For a dataset such as what we are using, doing this would be impossible by hand, but computers make it easy.
#we are going to do a chi-square test of independence
#to see if there is a relationship between RACE and EDUCATION_LEVEL
#we can use the scipy library for this
from scipy.stats import chi2_contingency
#first we get the categories from the race column
race_cats = df["RACE_cat"].astype('category').cat.categories
race = pd.Categorical(df["RACE_cat"], categories=race_cats)
#then same for education
edu_cats = df["EDUCATION_LEVEL_cat"].astype('category').cat.categories
edu = pd.Categorical(df["EDUCATION_LEVEL_cat"], categories=edu_cats)
#now the contingency table
tab = pd.crosstab(race, edu)
#now we can run the chi-square test
chi2, p, dof, expected = chi2_contingency(tab)
print("Chi-square test of independence: p = ", p, "chi2 = ", chi2)
Chi-square test of independence: p = 0.0 chi2 = 19200.2208703978
This incredibly high statistic and this very low p-value indicates that there is a dependency between race and education level.
While other categorical data tests exist, such as Fisher’s Exact test and McNemar’s test, they are not used very often in practice, especially for EDA.
Normality Tests#
In practice, tests comparing numerical data may give you the same result regardless of what test you use. However, to assume that this will be the case is not good practice. It is better to perform both tests and analyze differences; if differences between the two tests’ conclusions arise, then it is good to perform normality tests to narrow down which conclusion is more accurate.
Normality tests operate on the null hypothesis that there is no deviation from a normal distribution for a given dataset. Its associated p-value is low if there is significant deviation from a normal distribution and high if the data follow an approximate normal distribution.
There are many tests to analyze normality, but the one with the most power is the Shapiro-Wilk test. We’ll use this test to look at the normality of the number of services used overall.
#shapiro-wilk test for normality of num_services in client_attributes
from scipy.stats import shapiro
stat, p = shapiro(client_attributes['num_services'])
print('Shapiro-Wilk test results:')
print('Test statistic:', stat)
print('p-value:', p)
Shapiro-Wilk test results:
Test statistic: 0.6876380443572998
p-value: 0.0
/opt/anaconda3/lib/python3.9/site-packages/scipy/stats/morestats.py:1760: UserWarning: p-value may not be accurate for N > 5000.
warnings.warn("p-value may not be accurate for N > 5000.")
This p-value indicates that it is likely this distribution is not normal. To confirm this is the case, however, we should also make a histogram.
4.7.4. EDA Project, Part 2#
EDA typically involves many more tools and statistical techniques than are described in this chapter. As such, refer to outside documentation, such as for scipy.stats
, and look into the following:
Convert all date variables into the date datatype from their current string type.

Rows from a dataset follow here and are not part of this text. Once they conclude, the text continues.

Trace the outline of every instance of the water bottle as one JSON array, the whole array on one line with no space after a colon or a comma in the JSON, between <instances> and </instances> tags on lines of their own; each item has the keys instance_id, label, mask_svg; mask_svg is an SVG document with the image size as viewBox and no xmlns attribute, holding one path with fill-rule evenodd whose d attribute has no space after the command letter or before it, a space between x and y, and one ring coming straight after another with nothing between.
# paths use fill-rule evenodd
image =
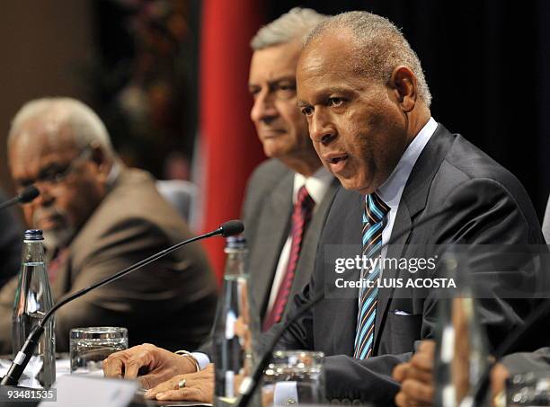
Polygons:
<instances>
[{"instance_id":1,"label":"water bottle","mask_svg":"<svg viewBox=\"0 0 550 407\"><path fill-rule=\"evenodd\" d=\"M454 296L439 302L435 359L436 407L470 407L473 391L488 366L488 341L477 314L468 252L449 250L441 258L445 277L454 277Z\"/></svg>"},{"instance_id":2,"label":"water bottle","mask_svg":"<svg viewBox=\"0 0 550 407\"><path fill-rule=\"evenodd\" d=\"M19 284L15 292L12 318L12 343L16 354L32 328L53 307L41 230L27 230L24 234ZM23 376L31 377L33 386L49 388L56 381L55 316L49 318L34 357Z\"/></svg>"},{"instance_id":3,"label":"water bottle","mask_svg":"<svg viewBox=\"0 0 550 407\"><path fill-rule=\"evenodd\" d=\"M255 308L250 305L245 271L248 251L244 238L228 237L225 252L223 295L214 322L214 403L217 407L236 403L240 383L252 374L254 341L259 332Z\"/></svg>"}]
</instances>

Summarize the date/ID paired client attribute dataset. How many clients used the services in January? How many clients used services by each month?
What is the average number of services a client use?
How many clients receive services every month?
Does the number of services per client increase over time?
Do the statistics on the columns make sense? For example, are there any inconsistencies between age and education level?
Secondly, perform many plots and tests and isolate the ones you believe to carry the most notable results.